There's a few tweaks in there, if you want to poke at it right now in its above pastebin state..
- the file offsets at which the search string is found will be pushed to the stack. This can all be removed for slightly faster execution / less code. This includes a small bit that deals with NULL bytes.
- the character that represents a NULL byte can be changed.. not that it really matters, as it's only used in order to keep file offset counting correct.
- the file offsets can be 0-based or 1-based (currently.. as every editor I use uses 1-based offsets, but pieces of code will usually be 0-based)
- the search is currently case sensitive.. can easily be made case insensitive by changing the "S==" logic to a "==" logic.
- the search currently searches the entire file... obviously, you only care about finding it -once-.. so in your case, you could exit the outer loop (a hacky goto will do) as soon as it finds the first needle and increases the counter.
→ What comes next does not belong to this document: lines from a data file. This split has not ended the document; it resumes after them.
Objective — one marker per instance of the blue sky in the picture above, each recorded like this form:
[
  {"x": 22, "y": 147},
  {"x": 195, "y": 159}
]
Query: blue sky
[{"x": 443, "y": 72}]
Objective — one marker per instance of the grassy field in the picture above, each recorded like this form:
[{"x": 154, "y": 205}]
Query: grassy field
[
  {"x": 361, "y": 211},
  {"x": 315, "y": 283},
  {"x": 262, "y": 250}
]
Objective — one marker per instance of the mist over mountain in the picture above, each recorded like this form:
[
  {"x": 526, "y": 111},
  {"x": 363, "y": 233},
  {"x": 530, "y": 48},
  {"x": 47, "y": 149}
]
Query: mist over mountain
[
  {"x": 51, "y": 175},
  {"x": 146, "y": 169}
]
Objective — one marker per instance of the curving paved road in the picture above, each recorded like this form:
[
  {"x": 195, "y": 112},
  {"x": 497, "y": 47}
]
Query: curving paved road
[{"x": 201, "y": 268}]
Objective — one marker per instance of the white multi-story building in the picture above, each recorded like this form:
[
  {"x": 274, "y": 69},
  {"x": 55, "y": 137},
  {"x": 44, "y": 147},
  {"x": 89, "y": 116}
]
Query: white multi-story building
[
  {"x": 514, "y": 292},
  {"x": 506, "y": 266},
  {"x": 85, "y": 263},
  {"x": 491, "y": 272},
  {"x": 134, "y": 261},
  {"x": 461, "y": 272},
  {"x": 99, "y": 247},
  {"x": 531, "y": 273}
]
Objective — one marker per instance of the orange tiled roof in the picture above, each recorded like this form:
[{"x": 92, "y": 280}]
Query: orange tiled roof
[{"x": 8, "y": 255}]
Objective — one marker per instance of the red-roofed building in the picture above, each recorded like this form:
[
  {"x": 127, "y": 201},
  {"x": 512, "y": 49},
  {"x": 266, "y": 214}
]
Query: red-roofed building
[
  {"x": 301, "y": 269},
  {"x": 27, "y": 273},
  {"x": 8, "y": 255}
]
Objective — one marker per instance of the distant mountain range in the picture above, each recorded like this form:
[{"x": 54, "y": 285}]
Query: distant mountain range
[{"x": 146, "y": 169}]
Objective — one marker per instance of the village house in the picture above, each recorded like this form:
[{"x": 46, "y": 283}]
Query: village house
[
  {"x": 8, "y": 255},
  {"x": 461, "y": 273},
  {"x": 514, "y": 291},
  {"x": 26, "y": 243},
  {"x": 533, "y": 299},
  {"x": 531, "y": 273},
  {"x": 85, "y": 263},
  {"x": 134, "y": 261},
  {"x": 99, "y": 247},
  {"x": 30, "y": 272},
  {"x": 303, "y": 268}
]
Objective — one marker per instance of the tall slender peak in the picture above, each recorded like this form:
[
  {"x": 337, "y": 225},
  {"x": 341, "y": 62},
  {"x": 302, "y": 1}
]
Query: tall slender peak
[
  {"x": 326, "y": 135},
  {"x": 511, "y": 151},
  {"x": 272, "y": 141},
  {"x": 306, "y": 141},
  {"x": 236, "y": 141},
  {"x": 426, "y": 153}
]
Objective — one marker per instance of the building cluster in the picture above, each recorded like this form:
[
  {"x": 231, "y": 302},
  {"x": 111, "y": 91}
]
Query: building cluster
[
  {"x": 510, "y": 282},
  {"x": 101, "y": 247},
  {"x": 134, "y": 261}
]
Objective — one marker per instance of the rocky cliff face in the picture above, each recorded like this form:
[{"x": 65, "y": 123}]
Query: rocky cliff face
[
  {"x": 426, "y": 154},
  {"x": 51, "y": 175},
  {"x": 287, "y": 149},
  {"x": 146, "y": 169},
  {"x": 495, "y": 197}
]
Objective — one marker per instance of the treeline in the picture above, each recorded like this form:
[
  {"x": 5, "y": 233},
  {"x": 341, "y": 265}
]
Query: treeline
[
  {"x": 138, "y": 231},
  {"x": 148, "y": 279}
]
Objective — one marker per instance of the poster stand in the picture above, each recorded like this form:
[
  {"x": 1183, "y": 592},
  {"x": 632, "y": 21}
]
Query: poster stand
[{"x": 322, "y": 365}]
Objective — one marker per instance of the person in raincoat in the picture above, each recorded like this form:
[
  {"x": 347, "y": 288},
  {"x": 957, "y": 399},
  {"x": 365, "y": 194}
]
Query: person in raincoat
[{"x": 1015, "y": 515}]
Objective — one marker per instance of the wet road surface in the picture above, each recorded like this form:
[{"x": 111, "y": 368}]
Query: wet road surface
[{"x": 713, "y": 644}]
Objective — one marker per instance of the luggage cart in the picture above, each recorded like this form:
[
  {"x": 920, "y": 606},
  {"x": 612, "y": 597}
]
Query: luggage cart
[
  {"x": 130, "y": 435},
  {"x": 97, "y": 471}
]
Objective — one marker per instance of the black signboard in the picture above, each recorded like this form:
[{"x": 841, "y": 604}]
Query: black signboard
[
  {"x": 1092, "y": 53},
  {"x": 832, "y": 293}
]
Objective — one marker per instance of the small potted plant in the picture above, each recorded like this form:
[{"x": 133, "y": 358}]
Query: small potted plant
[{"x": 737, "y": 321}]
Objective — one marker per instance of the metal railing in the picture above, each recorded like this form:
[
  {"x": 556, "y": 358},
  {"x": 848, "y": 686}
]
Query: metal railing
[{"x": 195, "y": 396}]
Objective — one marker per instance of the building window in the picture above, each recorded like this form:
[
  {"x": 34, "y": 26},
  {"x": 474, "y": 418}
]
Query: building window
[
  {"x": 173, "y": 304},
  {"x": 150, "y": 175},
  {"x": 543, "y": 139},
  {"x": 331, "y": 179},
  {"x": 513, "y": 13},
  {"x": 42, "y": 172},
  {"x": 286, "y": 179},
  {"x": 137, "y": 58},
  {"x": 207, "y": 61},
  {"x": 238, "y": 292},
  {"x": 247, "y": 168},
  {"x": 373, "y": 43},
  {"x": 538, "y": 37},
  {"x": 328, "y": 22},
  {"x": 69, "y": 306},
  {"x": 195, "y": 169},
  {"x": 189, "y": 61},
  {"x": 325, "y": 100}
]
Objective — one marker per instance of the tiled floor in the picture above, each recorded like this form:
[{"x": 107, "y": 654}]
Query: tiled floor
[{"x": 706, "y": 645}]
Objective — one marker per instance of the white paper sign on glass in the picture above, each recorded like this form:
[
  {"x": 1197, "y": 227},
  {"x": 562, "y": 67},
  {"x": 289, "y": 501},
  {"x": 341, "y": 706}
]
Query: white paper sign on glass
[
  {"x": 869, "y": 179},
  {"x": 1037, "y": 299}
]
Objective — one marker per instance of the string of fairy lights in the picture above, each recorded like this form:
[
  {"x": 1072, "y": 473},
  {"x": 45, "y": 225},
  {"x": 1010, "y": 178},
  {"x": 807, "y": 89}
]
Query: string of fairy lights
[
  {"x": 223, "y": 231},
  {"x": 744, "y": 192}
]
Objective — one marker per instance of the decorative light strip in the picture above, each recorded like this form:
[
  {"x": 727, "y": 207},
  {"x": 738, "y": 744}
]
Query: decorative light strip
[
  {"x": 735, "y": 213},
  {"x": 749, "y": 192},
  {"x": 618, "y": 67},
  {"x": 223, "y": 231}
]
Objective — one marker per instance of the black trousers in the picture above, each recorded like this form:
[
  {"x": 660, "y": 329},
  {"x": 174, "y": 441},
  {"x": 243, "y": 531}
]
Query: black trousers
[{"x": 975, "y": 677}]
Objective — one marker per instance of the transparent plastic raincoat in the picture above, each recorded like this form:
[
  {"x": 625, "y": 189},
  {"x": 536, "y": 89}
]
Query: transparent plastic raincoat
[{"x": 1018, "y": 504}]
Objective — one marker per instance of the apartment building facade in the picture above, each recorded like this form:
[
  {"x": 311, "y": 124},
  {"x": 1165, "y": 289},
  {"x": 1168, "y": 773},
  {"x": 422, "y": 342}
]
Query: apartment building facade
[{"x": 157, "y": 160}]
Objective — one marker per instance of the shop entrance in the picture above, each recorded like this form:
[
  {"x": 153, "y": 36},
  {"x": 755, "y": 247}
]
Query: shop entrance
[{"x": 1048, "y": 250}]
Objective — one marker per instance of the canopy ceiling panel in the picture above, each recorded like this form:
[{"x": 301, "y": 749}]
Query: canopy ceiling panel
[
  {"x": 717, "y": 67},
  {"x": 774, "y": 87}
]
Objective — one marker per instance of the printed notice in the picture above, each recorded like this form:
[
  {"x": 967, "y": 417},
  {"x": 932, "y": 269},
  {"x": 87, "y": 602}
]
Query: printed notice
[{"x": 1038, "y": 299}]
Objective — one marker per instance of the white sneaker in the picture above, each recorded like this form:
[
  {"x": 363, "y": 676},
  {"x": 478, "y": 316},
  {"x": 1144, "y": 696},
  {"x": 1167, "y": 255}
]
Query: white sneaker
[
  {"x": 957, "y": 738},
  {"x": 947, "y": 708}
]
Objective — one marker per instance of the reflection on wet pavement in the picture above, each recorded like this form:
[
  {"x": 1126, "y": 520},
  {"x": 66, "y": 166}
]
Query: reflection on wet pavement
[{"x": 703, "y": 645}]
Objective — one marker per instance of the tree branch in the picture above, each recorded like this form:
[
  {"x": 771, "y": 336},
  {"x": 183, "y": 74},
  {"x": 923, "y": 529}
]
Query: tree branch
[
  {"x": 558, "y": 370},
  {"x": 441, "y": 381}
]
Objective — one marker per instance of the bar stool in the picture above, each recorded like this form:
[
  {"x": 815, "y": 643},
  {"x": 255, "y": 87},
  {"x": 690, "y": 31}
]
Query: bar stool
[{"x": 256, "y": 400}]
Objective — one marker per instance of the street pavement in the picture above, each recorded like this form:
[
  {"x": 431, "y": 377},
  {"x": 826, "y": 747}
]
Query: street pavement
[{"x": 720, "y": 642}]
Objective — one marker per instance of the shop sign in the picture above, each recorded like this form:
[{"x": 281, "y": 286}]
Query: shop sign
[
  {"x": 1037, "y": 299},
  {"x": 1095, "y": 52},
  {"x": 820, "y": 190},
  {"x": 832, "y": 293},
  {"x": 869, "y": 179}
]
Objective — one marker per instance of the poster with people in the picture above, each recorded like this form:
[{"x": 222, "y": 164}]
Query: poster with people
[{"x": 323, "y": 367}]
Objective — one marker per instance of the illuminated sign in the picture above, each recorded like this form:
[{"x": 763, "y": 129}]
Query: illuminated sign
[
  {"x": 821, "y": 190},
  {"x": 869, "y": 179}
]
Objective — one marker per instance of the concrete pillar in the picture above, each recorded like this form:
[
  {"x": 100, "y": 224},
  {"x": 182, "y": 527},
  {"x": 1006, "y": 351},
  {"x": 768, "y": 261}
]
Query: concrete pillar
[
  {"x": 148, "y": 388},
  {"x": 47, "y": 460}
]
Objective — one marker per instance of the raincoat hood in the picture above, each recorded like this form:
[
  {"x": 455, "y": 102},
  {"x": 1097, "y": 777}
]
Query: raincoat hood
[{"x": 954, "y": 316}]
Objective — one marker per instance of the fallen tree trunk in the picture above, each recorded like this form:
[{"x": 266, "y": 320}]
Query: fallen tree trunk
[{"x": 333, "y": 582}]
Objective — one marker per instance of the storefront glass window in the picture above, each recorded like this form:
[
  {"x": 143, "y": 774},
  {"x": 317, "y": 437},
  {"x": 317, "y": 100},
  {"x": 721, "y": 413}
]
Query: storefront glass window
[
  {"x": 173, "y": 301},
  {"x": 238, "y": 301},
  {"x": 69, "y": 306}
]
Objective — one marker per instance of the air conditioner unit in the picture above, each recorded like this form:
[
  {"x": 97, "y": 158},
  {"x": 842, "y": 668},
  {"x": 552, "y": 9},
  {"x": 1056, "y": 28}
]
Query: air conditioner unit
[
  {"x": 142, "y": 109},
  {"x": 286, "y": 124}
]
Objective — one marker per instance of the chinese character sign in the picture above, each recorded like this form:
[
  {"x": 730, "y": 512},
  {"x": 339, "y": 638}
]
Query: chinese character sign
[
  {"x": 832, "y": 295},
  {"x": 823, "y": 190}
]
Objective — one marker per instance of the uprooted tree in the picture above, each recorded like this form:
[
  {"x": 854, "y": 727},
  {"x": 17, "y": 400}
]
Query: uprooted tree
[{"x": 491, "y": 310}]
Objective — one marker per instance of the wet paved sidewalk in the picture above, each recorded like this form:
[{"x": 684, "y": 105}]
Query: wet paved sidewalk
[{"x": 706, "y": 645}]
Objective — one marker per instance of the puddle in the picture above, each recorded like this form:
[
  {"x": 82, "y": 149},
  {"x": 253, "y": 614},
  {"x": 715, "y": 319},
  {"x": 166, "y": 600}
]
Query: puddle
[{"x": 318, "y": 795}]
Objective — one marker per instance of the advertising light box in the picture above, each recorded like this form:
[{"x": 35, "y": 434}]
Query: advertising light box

you're a star, will test this as soon as i get home. thanks!


btw: to make this macro work multiple times, you need to add

StrCpy $file.eof 0


before the loop

yeah, like I said.. haven't sanitized it yet.. 'd like to know why my maximum string length needs to be 1 less than the actual maximum string length first before potentially replacing / amending the wiki page; that pastebin will expire in about a month.


i'm also wondering why this macro (like the one i used before) are performing so weak. i did a search in notepad++ and got 3517 hits in 1563 files in about 16s. the same search using this macro takes a lot longer (something between 30 and 40mins.) some guy on the avs forum wrote a c++ app and search took about a second. (hope he can/wants to turn that into a nsis plugin!)

how can there be such a huge difference between those three methods?


Well it's a 'use the right tool for the job' sort of thing. NSIS is very powerful and flexible and just the fact that you -can- use it to search for strings in binaries is a testament to that.

But that doesn't mean you -should- unless you have no choice (and as there is indeed no plugin, your choices are limited).
There's several things that make the macro much slower than a more dedicated solution.. starting with NSIS code being semi-interpreted, going through the various variable access bits and pieces, the need to read one byte at a time if going binary in NSIS (while another app might simple read 8K of bytes in one go), etc. It's also entirely possible that my code can be optimized further.

It can probably at least be sped up by ignoring the fact that you're reading a binary file (as you only care about plaintext), and search within that; there's probably already functions for doing so in the WiKi, but the main adjustment would be how $haystack gets built.

But it will never be as fast as a dedicated solution. And if your installer needs to seek through thousands of files or files any larger than a few kilobytes, a dedicated solution is most likely what you'd want :)


will stick with your macro for now as it's more reliable than everything i tried before. i used a more sloppy one in the previous version of my "installer". so while this might be performing as good or bad as the previous one, it's certainly a win. and in the best case i will get a plugin to replace it soon.